Que la economía y la política vayan a la par es algo
elemental. La consecuencia lógica de tal relación es que la política real ha de
ser fundamentalmente económica: a la economía de mercado corresponde una
política de mercado. Las fuerzas que dirigen el mercado mundial, dirigen de
facto la política de los Estados, la exterior, la interior y la local. La
realidad es ésta: el crecimiento económico es la condición necesaria y
suficiente de la estabilidad social y política del capitalismo. En su seno, el
sistema de partidos evoluciona de acuerdo con el ritmo desarrollista. Cuando el
crecimiento es grande, el sistema tiende al bipartidismo. Cuando se detiene o
entra en recesión, como si obedeciera a un mecanismo homeostático, el panorama
político se diversifica.
El capital, que es una relación social inicialmente basada
en la explotación del trabajo, se ha apropiado de todas las actividades
humanas, invadiendo todas las esferas: cultura, ciencia, arte, vida cotidiana,
ocio, política… Que hasta el último rincón de la sociedad se haya
mercantilizado significa que todos los aspectos de la vida funcionan según
pautas mercantiles, o lo que es lo mismo, que cualquier actividad humana es
gobernada por la lógica capitalista. En una sociedad-mercado de éstas características
no existen clases en el sentido clásico del término (mundos aparte
enfrentados), sino una masa plástica donde la clase del capital -la burguesía-
se ha transformado en un estrato ejecutivo sin títulos de propiedad, mientras
que su ideología se ha universalizado y sus valores han pasado a regular todas
las conductas sin distinción. Esta forma particular de desclasamiento general
no se traduce en una desigualdad social menguada; bien al contrario, es mucho
más acentuada, pero incluso con el aguijoneo de la penuria ésta se percibe con
menor intensidad y, por consiguiente, no induce al conflicto. El modo de vida
burgués ha inundado la sociedad, anulando la voluntad de cambio radical. Los
asalariados no quieren otro estilo de vida ni otra sociedad esencialmente
diferente; a lo sumo, una mejor posición dentro de ella mediante un mayor poder
adquisitivo. El antagonismo violento se traslada a los márgenes: la
contradicción mayor radica más que en la explotación, en la exclusión. Los
protagonistas principales del drama histórico y social ya no son los explotados
en el mercado, sino los expulsados y quienes se resisten a entrar: los que se
sitúan fuera del “sistema” como enemigos.
La sociedad de masas es una sociedad uniformizada, pero
tremendamente jerarquizada. La cúspide dirigente no la conforma una clase de
propietarios o de rentistas, sino una verdadera clase de gestores. El poder
deriva pues de la función, no del haber. La decisión se concentra en la parte
alta de la jerarquía social; la desposesión, principalmente en forma de empleo
basura, precariedad laboral y exclusión, se ceba en la parte más baja. Las
capas intermedias, encerradas en su vida privada, ni sienten ni padecen;
simplemente consienten.
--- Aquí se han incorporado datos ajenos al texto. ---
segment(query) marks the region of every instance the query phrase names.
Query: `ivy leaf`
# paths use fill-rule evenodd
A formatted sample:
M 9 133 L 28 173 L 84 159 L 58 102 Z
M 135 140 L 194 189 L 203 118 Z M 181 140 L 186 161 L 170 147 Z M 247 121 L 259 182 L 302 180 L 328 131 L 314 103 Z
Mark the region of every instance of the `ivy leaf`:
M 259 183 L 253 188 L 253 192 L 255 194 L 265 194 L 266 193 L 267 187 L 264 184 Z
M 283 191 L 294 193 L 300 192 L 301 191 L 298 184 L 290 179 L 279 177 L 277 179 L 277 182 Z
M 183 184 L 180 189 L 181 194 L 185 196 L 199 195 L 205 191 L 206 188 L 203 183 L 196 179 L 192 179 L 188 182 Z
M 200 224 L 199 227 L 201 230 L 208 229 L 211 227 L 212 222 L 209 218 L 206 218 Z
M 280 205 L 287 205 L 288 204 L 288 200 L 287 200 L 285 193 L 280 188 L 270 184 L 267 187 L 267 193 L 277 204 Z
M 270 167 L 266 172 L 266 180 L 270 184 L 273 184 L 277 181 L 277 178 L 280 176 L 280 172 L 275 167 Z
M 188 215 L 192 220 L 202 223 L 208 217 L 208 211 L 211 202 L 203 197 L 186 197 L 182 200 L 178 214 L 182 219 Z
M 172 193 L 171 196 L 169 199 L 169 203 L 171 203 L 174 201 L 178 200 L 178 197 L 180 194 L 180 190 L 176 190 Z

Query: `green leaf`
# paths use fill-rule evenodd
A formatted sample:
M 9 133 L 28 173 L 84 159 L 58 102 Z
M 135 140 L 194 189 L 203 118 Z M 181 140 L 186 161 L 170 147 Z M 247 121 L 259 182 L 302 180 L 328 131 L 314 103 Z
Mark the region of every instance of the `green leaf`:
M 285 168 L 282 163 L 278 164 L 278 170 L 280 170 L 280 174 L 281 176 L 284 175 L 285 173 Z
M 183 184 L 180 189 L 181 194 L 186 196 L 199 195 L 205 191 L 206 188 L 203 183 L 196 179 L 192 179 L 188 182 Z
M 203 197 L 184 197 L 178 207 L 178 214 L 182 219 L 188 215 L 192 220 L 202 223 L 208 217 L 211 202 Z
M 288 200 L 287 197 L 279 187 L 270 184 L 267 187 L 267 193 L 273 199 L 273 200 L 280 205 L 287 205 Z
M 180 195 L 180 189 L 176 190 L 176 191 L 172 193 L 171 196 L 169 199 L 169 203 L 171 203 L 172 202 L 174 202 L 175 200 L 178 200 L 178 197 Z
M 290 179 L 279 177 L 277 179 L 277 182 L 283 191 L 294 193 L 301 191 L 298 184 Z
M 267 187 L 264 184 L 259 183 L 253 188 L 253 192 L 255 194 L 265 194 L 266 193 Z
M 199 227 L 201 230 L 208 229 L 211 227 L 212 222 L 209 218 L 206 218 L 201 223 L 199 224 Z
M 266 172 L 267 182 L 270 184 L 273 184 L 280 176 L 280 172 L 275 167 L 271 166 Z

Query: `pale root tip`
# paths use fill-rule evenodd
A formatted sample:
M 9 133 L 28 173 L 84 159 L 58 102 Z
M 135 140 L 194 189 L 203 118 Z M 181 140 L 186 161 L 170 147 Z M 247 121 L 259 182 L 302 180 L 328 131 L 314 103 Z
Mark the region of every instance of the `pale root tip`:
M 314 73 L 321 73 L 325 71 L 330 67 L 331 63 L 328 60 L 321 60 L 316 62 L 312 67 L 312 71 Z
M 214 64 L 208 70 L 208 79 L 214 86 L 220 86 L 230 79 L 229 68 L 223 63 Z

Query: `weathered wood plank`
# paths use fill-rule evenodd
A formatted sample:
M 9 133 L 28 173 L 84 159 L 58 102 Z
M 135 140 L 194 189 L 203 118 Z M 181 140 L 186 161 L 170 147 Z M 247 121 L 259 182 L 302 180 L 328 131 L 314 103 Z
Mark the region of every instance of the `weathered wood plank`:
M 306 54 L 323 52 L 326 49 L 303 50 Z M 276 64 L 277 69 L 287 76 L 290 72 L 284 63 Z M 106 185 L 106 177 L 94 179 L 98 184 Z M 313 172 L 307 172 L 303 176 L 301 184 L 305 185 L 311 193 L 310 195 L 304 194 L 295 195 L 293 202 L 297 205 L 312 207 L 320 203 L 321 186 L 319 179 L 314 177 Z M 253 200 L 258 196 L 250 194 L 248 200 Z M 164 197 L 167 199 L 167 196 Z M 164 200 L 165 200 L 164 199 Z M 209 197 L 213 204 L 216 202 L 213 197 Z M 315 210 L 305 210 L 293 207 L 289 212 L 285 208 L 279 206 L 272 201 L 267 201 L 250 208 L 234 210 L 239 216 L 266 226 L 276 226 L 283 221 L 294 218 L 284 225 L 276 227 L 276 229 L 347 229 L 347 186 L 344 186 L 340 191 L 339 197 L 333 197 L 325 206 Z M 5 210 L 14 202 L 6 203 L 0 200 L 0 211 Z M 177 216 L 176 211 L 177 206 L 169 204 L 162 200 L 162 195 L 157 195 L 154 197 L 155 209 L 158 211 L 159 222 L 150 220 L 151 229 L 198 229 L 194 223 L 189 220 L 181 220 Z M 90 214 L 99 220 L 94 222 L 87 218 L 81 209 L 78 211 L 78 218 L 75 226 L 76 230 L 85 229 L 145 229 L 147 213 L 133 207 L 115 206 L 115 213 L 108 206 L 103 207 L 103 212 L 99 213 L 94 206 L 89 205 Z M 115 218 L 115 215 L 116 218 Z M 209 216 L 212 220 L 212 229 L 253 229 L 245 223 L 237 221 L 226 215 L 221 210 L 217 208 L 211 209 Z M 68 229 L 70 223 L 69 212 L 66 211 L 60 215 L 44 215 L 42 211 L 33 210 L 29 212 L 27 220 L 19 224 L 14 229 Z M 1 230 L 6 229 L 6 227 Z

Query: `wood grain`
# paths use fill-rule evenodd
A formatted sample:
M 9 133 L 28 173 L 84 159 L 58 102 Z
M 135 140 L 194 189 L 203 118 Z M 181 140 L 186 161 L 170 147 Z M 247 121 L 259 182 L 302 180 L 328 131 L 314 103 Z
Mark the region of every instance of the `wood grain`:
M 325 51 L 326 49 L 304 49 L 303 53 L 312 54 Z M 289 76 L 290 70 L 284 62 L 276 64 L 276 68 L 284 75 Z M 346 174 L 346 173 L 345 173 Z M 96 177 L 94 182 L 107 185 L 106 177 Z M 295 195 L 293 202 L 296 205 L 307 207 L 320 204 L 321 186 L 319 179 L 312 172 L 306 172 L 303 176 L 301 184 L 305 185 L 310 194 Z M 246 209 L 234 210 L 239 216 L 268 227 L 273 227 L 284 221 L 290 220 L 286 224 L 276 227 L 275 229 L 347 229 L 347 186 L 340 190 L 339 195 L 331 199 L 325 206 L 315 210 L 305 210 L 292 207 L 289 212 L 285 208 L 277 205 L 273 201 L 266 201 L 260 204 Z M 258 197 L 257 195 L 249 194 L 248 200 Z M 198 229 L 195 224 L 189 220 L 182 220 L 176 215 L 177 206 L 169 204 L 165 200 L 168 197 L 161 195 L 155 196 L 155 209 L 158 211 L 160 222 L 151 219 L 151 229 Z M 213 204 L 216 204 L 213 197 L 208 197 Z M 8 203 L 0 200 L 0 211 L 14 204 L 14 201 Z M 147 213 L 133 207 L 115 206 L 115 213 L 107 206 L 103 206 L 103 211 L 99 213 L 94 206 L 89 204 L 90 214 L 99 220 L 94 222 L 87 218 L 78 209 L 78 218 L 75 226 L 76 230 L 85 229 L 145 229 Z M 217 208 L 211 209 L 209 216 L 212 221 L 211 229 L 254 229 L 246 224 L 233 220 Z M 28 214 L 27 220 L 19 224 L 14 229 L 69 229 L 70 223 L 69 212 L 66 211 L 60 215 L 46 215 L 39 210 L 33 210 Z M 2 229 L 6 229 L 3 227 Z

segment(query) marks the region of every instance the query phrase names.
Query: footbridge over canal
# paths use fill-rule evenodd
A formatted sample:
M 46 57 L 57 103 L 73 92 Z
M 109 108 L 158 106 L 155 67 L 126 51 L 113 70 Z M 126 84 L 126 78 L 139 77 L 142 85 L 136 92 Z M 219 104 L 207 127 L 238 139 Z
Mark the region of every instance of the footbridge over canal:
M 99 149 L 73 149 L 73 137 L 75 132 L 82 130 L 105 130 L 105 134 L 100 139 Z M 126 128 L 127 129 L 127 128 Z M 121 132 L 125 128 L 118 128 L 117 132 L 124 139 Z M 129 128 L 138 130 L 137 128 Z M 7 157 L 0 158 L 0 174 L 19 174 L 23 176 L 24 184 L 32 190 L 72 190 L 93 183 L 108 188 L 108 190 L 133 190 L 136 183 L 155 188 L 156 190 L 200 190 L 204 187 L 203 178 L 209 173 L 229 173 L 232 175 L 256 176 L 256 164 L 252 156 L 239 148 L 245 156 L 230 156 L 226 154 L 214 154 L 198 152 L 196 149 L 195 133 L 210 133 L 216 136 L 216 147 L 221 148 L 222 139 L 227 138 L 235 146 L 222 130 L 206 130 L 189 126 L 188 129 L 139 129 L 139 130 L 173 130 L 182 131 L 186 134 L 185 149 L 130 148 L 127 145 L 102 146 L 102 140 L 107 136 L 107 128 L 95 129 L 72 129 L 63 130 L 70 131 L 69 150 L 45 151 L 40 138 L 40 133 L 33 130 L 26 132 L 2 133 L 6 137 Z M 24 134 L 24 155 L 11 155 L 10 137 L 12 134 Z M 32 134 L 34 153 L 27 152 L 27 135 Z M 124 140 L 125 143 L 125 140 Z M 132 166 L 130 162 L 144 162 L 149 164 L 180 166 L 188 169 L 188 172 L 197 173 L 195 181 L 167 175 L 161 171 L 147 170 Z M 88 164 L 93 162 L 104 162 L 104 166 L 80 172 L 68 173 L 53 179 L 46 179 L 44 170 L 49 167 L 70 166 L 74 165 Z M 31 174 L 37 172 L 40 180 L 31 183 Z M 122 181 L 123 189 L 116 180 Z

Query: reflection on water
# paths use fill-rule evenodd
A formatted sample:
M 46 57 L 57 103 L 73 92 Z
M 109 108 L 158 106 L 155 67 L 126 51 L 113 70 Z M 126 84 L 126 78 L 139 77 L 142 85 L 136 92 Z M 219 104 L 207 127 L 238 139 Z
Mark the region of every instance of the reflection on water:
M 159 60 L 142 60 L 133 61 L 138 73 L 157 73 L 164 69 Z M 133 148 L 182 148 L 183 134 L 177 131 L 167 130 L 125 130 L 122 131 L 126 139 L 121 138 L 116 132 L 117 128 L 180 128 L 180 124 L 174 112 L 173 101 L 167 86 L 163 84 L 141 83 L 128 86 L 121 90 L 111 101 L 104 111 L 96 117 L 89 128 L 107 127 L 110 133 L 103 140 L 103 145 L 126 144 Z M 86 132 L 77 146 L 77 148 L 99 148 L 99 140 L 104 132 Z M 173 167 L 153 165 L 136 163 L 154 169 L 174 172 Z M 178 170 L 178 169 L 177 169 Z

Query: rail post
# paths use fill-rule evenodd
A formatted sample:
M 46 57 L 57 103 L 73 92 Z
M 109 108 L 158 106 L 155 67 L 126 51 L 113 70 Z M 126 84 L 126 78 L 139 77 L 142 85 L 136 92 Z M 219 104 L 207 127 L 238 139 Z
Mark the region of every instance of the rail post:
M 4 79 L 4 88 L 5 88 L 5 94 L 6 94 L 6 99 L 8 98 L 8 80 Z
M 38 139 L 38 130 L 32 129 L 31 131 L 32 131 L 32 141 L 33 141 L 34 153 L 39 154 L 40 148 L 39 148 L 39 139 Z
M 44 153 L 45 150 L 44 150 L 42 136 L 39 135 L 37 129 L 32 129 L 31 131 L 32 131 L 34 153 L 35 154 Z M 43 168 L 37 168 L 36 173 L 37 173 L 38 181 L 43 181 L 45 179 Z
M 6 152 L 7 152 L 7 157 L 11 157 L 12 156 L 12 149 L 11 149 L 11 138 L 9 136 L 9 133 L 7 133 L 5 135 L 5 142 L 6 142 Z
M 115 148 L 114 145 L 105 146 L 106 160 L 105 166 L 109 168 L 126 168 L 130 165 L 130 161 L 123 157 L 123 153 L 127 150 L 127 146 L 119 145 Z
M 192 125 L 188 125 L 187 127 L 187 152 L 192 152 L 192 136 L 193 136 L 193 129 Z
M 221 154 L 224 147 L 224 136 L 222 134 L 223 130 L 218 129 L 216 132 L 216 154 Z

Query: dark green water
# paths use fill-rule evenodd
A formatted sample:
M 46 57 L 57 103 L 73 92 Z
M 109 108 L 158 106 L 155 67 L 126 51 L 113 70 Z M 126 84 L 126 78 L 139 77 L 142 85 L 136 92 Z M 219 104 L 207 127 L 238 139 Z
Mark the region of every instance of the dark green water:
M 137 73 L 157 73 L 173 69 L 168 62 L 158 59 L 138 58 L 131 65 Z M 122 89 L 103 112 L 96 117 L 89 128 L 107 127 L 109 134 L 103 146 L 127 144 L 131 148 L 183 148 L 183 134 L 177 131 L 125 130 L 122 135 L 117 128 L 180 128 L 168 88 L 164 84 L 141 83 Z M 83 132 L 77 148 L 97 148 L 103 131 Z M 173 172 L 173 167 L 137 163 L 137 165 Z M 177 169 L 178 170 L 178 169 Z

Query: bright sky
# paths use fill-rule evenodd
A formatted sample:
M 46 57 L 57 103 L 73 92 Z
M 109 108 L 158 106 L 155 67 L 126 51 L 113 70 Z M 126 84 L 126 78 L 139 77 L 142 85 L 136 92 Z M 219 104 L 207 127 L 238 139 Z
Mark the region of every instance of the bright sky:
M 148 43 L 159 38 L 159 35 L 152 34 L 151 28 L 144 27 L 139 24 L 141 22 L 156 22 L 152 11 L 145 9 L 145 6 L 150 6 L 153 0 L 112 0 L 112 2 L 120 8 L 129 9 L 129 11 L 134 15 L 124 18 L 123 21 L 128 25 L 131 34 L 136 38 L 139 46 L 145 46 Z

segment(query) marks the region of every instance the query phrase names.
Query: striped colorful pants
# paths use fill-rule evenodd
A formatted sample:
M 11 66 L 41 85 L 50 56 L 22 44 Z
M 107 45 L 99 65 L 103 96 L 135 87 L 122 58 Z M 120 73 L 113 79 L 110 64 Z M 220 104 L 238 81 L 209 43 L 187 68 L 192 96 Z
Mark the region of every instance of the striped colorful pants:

Sin embargo, cuando la crisis económica las alcanza, las
tira hacia abajo. Entonces, dichos estratos, denominados por los sociólogos
clases medias, salen de ese inmovilismo que era basamento del sistema de
partidos, contaminan los movimientos sociales y toman iniciativas políticas que
se concretan en nuevas formaciones. Su finalidad no es evidentemente la
emancipación del proletariado, o una sociedad libre de productores libres, o el
socialismo. El objetivo es mucho más prosaico, puesto que no apunta más que al
rescate de la clase media, o sea, a su desproletarización por la vía
político-administrativa.
La expansión del capitalismo, geográfica y socialmente,
comportó la expansión de sectores asalariados ligados a la racionalización del
proceso productivo, a la terciarización de la economía, a la profesionalización
de la vida pública y a la burocratización estatal: funcionarios, asesores,
expertos, técnicos, empleados, periodistas, profesiones liberales, etc. Su
estatus se desprendía de su preparación académica, no de la propiedad de sus
medios de trabajo. La socialdemocracia alemana clásica vio en esas nuevas
“clases medias” un factor de estabilidad que hacía posible una política
reformista, moderada y gradual, y desde luego, un siglo más tarde, su
ampliación permitió que el proceso globalizador llegara al límite sin
demasiadas dificultades. El crecimiento exponencial del número de estudiantes
fue el signo más elocuente de su prosperidad; en cambio, el desempleo de los
diplomados ha sido el indicador más claro de la desvalorización de los estudios
y, por lo tanto, el termómetro de su abrupta proletarización. Su respuesta a la
misma, por supuesto, no adopta rasgos anticapitalistas, ajenos completamente a
su naturaleza, sino que se materializa en una modificación moderada de la
escena política que reaviva el reformismo de antaño, centrista o
socialdemócrata, pomposamente denominada “asalto a las instituciones”.